L’horreur est ce qui les lie. Pas seulement le frisson de répulsion que nous éprouvons dans la vie chaque fois que nous sommes confrontés à la violence ou à la décadence, mais l'idée de l'horreur, le genre de l'horreur, la théorie et la pratique de l'horreur. Un ami a un jour résumé la prémisse de chaque grande histoire d’horreur comme suit : « La chose dont vous avez le plus peur, c’est ce qui arrive. » Wind Gap est lui-même un vortex de décadence, habité par des personnages qui semblent aussi perdus que Camille, même s'ils ne marquent pas leur corps de mots. L’histoire entière semble risquer de s’effondrer sur elle-même. Et les deux premiers tiers de l’épisode final – intitulés «Lait", comme dans celui de la mère, peut-être - ont la crédulité crépusculaire d'une histoire à l'heure du coucher, du genre démodé qui oblige les enfants à rester éveillés la nuit en se demandant si les planches du plancher ont craqué parce qu'un monstre se cachait sous le lit.
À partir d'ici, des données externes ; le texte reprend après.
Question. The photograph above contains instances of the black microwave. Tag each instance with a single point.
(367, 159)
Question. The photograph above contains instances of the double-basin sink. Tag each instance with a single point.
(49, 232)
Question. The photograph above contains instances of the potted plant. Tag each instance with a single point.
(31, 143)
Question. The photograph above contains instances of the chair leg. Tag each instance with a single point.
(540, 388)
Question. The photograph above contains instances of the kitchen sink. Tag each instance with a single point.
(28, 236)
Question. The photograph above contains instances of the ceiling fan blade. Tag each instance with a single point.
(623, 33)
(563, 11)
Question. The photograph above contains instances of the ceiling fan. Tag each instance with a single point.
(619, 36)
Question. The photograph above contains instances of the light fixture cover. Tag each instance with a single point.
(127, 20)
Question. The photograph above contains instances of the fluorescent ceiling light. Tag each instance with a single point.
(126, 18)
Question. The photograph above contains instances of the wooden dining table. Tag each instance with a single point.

Adora broie des produits chimiques avec un mortier et un pilon et empoisonne ses deux filles vivantes. «Encore plus, maman», plaide Camille alitée et régressée, en prenant une cuillerée, le liquide rouge tachant sa chemise de nuit blanche. Amma débat à la table familiale sur le mythe de Perséphone, reine des enfers, coiffée d'une couronne de fleurs. «J'aide simplement la nature», dit Adora à son mari. « C'est mieux si tu n'essayes pas de te lever », dit Amma à Camille. « Ramper, c'est bien. "Cette famille est aussi dysfonctionnelle que n'importe quoi dans une pièce de Tennessee Williams ou d'Eugene O'Neill, et ils agissent comme étant vaguement conscients que nous les regardons, un public de théâtre penché en avant sur ses sièges espérant voir chaque lueur de douleur plus clairement. . "C'est assez drôle, hein, combien d'histoires il y a où les princesses doivent être sauvées des sorcières", dit Amma lors de leur dernier souper de famille, prédisant l'arrivée de Frank et Richard (leur entrée annoncée par les lumières rouges et bleues de la police clignotant sur le mur). plafond), et prédisant par inadvertance ce que nous ressentirons à propos de sa relation post-Adora avec Camille, qui assume un rôle maternel et devient la princesse de la sorcière de la jeune femme.
Je veux y retourner, maintenant. Plus, maman.